Rural electrification came about in thespirit of cooperation, and electric cooperatives play a vital role in the state today. As an electric cooperative member, here are five key points you should know about your co-op that sets it apart.

1) You are a consumer-member
Electric cooperatives are owned and democratically controlled by their members – the people who purchase the power. With voting power, you have a voice in how your co-op operates, by attending annual meetings and electing directors to represent you.

2) Consumer-members earn capital credits
An electric cooperative exists to provide its members with electric service – on a nonprofit basis. Capital credits reflect each member’s ownership in the coop. Electric cooperatives do not earn profits. Instead, based on a member’s electrical use, the remaining revenue after all expenses are paid will be returned to the member.

Capital credits are allocated to each member based on electrical usage. Those capital credits are the most significant source of equity for the cooperative. Equity is used to help meet the expenses of the co-op, such as paying for new equipment to serve members and repaying debt. Capital credits help keep rates at an affordable level by reducing the amount of funds that must be borrowed to grow and maintain a cooperative’s existing electric system. Upon completion of the rotation period, the board of directors will review the cooperative’s financial health and can declare a retirement (your cash payment), and a portion of your capital credits are returned to you.

3) Your cooperative is nonprofit
Electric cooperatives developed because many citizens who did not have access to electricity in the 1940s decided to band together and form their own companies to acquire power. Investor-owned power companies said they couldn’t make a profit in areas with a small number of consumers per mile of expensive power line.

The cooperative business structure was already a well-established part of the American free enterprise system for providing services that were too big for individuals to do alone. Nonprofit cooperatives were natural for distributing electricity in areas where making a profit would be difficult. A co-op exists to provide high-quality service at the lowest possible price to its members.

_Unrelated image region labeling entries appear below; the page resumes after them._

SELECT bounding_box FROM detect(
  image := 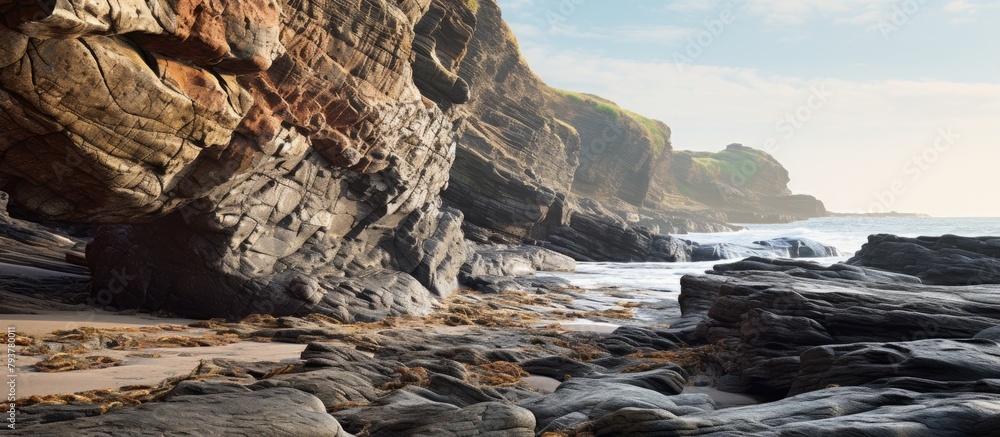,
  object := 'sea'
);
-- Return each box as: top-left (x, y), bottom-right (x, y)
top-left (539, 217), bottom-right (1000, 293)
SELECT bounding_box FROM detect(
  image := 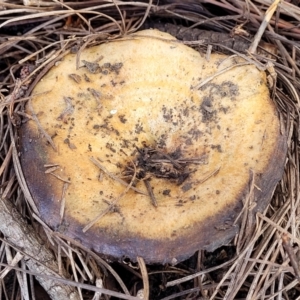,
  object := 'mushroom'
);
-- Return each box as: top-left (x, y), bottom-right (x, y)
top-left (20, 30), bottom-right (286, 263)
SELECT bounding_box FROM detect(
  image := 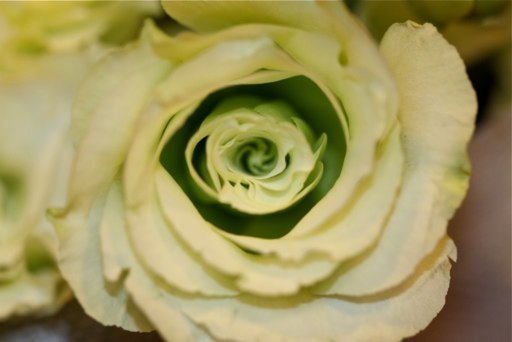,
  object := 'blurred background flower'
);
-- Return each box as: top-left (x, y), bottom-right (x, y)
top-left (0, 0), bottom-right (162, 321)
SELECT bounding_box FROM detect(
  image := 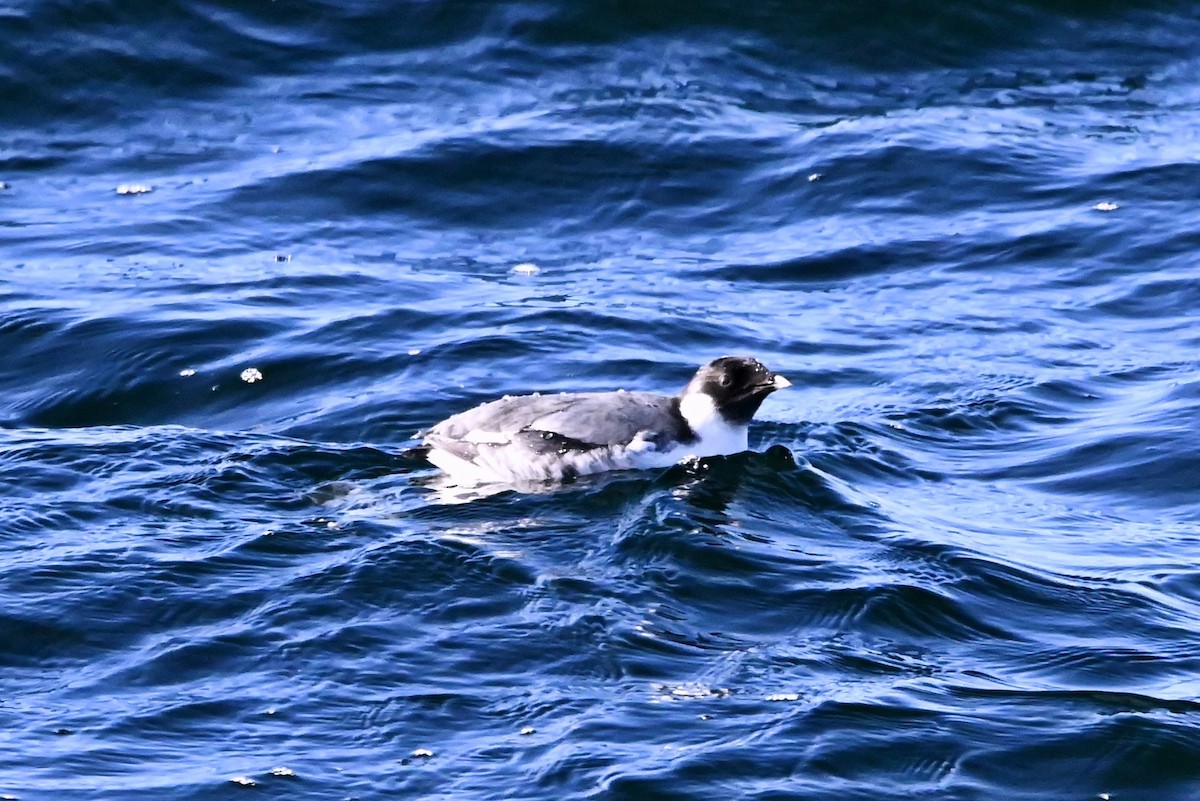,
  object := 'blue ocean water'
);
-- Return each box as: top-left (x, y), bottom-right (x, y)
top-left (0, 0), bottom-right (1200, 801)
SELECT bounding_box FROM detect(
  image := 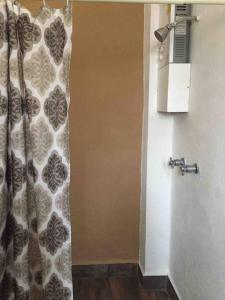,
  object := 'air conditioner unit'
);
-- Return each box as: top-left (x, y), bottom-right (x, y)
top-left (158, 4), bottom-right (191, 112)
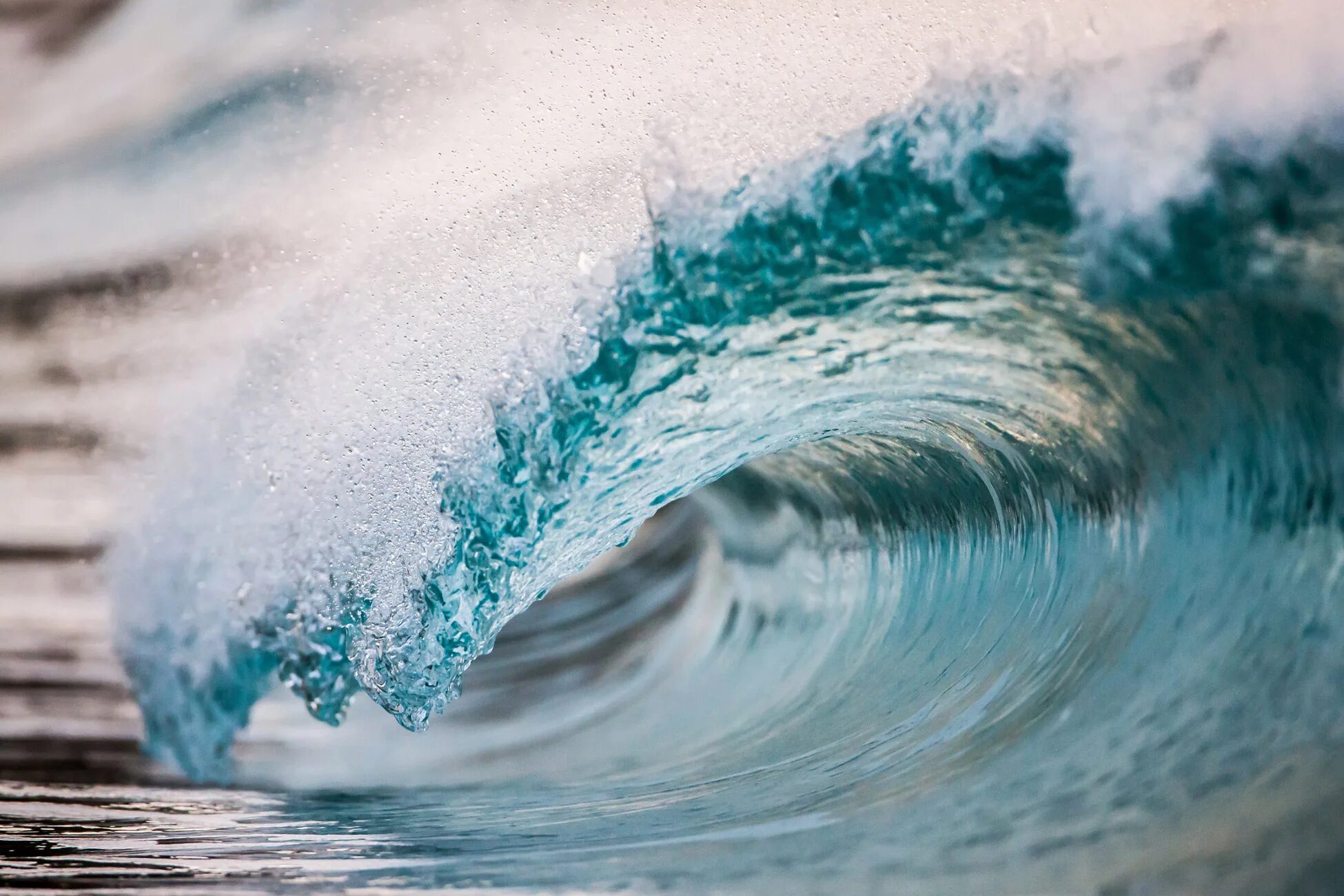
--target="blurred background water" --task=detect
[0,0,1344,893]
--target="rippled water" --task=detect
[6,7,1344,893]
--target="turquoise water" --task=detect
[108,24,1344,892]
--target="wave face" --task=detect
[108,14,1344,892]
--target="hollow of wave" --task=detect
[108,21,1344,884]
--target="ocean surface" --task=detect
[0,0,1344,896]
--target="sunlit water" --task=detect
[7,7,1344,893]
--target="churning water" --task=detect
[8,4,1344,893]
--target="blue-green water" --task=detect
[108,28,1344,892]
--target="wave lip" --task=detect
[102,19,1344,892]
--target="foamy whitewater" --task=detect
[10,0,1344,893]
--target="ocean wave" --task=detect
[114,5,1344,884]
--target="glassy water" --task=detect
[4,4,1344,893]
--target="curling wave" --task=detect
[110,15,1344,889]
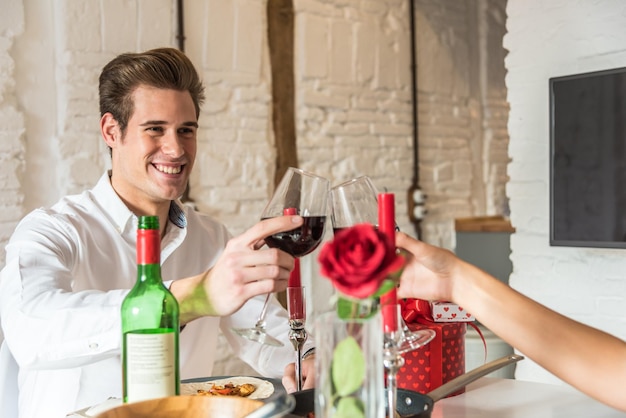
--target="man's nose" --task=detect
[161,131,185,158]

4) You elect the directors
Since members own the electric cooperative that serves them, members elect representatives to the board. Members maintain democratic control of a co-op, which means they elect fellow members to represent them on the board of directors.

5) Your cooperative cares about your community
North Dakota’s electric cooperatives are continually involved in the communities they serve, from delivering more power to the oil boom to offering scholarships to college-bound students. As one narrator notes: “When the electric co-ops were born, something much bigger happened. For when we turned the lights on, we helped democratize the American dream for the people, families, farms, ranches, and businesses of rural America.”

That dream continues as cooperatives help develop the communities they serve.